Supreme Court sources confirmed that individual petitioners are not being allowed to directly approach the court. But they added that it’s for the Chief Justice of India to take a call on such individual matters.

Ramreddy says his daughter, who was pursuing a post-doctoral degree from Iowa State University in the US, had admitted herself to the ashram in July 2015.

In 2017, a “joint committee” formed by Delhi High Court had furnished its report on the women’s horrific lives in the ashram.
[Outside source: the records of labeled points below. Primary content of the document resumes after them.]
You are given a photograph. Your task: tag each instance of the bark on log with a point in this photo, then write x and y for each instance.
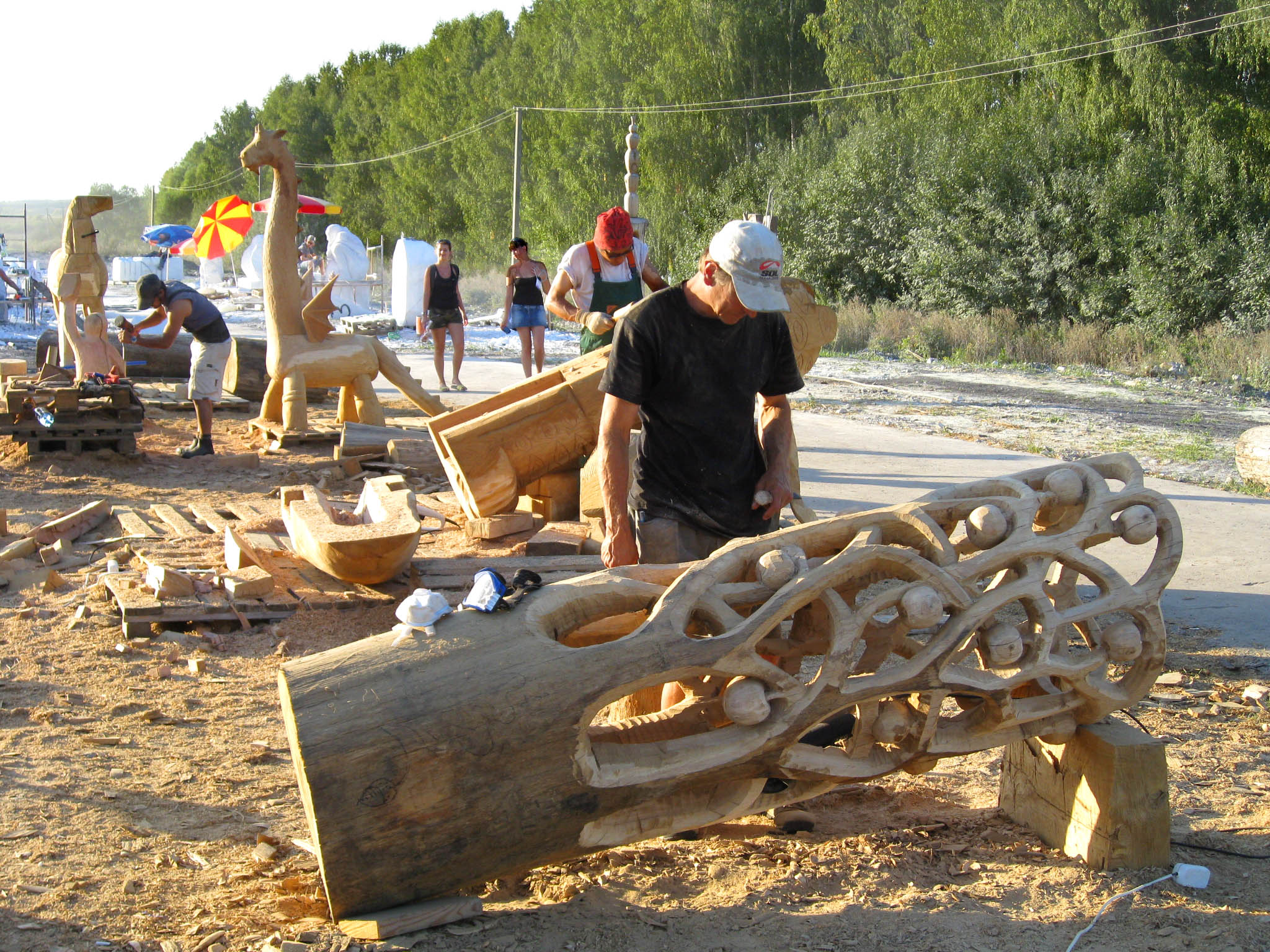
(1253, 455)
(429, 763)
(246, 375)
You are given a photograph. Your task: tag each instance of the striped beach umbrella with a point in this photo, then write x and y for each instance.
(223, 227)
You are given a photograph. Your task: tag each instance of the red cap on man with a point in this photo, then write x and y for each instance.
(614, 231)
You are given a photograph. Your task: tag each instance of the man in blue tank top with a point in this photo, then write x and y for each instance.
(184, 309)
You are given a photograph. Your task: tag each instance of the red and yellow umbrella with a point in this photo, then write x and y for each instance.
(223, 227)
(308, 206)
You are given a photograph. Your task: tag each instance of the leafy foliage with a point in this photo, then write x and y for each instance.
(970, 155)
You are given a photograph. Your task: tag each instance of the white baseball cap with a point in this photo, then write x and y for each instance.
(752, 255)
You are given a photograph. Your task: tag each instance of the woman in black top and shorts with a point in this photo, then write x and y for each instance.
(522, 307)
(443, 309)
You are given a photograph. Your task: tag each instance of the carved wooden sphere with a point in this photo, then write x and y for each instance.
(745, 701)
(780, 565)
(921, 607)
(1005, 645)
(893, 723)
(1065, 485)
(987, 526)
(1137, 524)
(1123, 641)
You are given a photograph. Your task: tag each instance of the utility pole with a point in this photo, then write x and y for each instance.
(516, 178)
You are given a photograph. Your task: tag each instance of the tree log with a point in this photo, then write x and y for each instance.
(1253, 455)
(432, 763)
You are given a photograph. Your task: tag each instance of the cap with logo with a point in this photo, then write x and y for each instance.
(752, 257)
(614, 231)
(148, 288)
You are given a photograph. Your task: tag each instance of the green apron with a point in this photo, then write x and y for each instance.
(607, 296)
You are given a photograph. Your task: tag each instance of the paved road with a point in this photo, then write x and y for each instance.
(1222, 583)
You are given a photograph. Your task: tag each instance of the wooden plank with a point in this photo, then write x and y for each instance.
(247, 512)
(508, 564)
(208, 517)
(412, 918)
(558, 539)
(1103, 796)
(179, 524)
(134, 526)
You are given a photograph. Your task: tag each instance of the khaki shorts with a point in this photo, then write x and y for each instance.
(207, 364)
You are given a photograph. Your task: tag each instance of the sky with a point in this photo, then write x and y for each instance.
(118, 92)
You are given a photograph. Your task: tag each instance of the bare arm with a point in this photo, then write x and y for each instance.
(652, 277)
(177, 315)
(557, 304)
(507, 299)
(616, 420)
(776, 437)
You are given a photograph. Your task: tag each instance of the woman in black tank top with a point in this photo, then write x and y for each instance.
(445, 312)
(522, 306)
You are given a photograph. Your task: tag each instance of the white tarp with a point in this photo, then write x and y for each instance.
(211, 273)
(347, 257)
(411, 259)
(253, 266)
(128, 271)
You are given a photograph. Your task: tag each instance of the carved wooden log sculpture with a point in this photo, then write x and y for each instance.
(299, 357)
(495, 446)
(370, 545)
(944, 626)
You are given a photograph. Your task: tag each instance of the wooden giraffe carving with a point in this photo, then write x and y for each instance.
(78, 276)
(295, 359)
(824, 654)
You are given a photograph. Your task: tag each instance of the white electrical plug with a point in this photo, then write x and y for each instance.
(1193, 876)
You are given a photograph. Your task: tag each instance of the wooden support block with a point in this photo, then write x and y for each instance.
(169, 583)
(12, 367)
(20, 549)
(133, 524)
(412, 918)
(558, 539)
(208, 517)
(241, 553)
(73, 524)
(499, 526)
(178, 523)
(249, 582)
(1103, 796)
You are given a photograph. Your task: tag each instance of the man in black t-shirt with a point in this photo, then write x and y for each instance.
(687, 363)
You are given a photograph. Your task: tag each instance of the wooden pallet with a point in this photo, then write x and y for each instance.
(162, 395)
(169, 535)
(291, 438)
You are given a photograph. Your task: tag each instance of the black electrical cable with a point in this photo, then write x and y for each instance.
(1219, 850)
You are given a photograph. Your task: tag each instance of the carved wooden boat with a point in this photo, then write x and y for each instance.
(370, 545)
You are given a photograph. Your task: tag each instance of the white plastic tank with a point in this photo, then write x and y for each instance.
(347, 257)
(411, 259)
(211, 272)
(253, 266)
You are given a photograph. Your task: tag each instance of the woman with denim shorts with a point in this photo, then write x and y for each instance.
(522, 307)
(443, 312)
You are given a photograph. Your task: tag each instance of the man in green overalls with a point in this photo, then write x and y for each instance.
(602, 275)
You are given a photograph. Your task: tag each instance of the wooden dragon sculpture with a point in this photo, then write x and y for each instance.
(970, 619)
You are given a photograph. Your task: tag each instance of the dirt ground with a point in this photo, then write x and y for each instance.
(131, 805)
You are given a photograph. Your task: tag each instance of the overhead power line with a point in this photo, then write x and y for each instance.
(1023, 63)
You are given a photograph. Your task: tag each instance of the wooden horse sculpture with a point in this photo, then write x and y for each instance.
(303, 352)
(76, 272)
(977, 616)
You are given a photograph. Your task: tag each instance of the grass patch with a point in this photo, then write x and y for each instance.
(1001, 338)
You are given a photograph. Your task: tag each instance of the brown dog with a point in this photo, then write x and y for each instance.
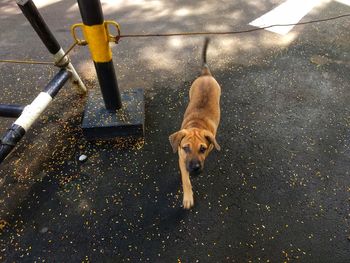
(196, 138)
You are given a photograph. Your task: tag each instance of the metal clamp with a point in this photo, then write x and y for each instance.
(111, 38)
(80, 42)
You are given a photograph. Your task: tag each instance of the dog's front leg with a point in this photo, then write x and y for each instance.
(186, 185)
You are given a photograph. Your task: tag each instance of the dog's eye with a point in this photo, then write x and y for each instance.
(186, 149)
(202, 149)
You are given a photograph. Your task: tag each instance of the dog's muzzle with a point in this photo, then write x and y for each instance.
(194, 167)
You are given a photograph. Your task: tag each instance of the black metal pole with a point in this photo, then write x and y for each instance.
(35, 19)
(15, 133)
(10, 110)
(31, 12)
(97, 38)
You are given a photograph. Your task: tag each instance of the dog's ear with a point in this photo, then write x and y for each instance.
(210, 137)
(176, 138)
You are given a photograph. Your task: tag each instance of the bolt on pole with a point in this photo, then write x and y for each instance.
(96, 35)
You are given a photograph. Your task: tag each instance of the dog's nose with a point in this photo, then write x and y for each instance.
(195, 166)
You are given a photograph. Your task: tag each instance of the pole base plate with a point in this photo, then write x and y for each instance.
(101, 124)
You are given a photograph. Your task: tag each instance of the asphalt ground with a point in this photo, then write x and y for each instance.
(278, 191)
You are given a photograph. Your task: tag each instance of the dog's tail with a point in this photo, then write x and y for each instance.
(205, 68)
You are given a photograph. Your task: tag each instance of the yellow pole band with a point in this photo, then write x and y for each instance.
(98, 42)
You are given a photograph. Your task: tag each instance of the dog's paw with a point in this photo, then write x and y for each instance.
(188, 201)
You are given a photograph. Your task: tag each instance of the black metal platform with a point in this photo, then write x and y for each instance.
(99, 123)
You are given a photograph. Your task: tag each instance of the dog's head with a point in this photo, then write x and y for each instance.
(193, 145)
A court order of December 20, 2017, quoted from the report to say: “Some of the women inmates are in ailing condition and are not being given medical attention…. She (a committee member) submits that the inmates appear to be under tremendous pressure.

“Ms Nandita Rao, advocate, who is a member of the team appointed by us, submits that over 100 girls were housed in animal-like conditions with no privacy. She submits that during the inspection where the inmates were housed, the passage was so narrow and of such low height that the team had to bend double to go through the same. Metal doors have been installed at short intervals….”

“Ms Rao expressed grave apprehension about the health of the inmates and submits that several of the inmates appear to be under the influence of some kind of drugs or narcotic substances. The inmates are completely confined and are not permitted any access or contact with their relatives or friends. They are kept in close confinement in the dark spaces with no sunlight with metal grills and nowhere to exit therefrom. She submits that even the sleeping area is monitored and the girls have no privacy at any time.”

Ramreddy has mentioned these findings in his apex court petition.

Seeking urgent rescue for the women, he has cited how the Supreme Court had issued orders granting parole or interim bail to several prisoners as a social-distancing measure in jails.

He has also cited the evacuation of over 2,300 people from a six-storey mosque near Nizamuddin, of whom over 530 are said to have developed Covid-19 symptoms.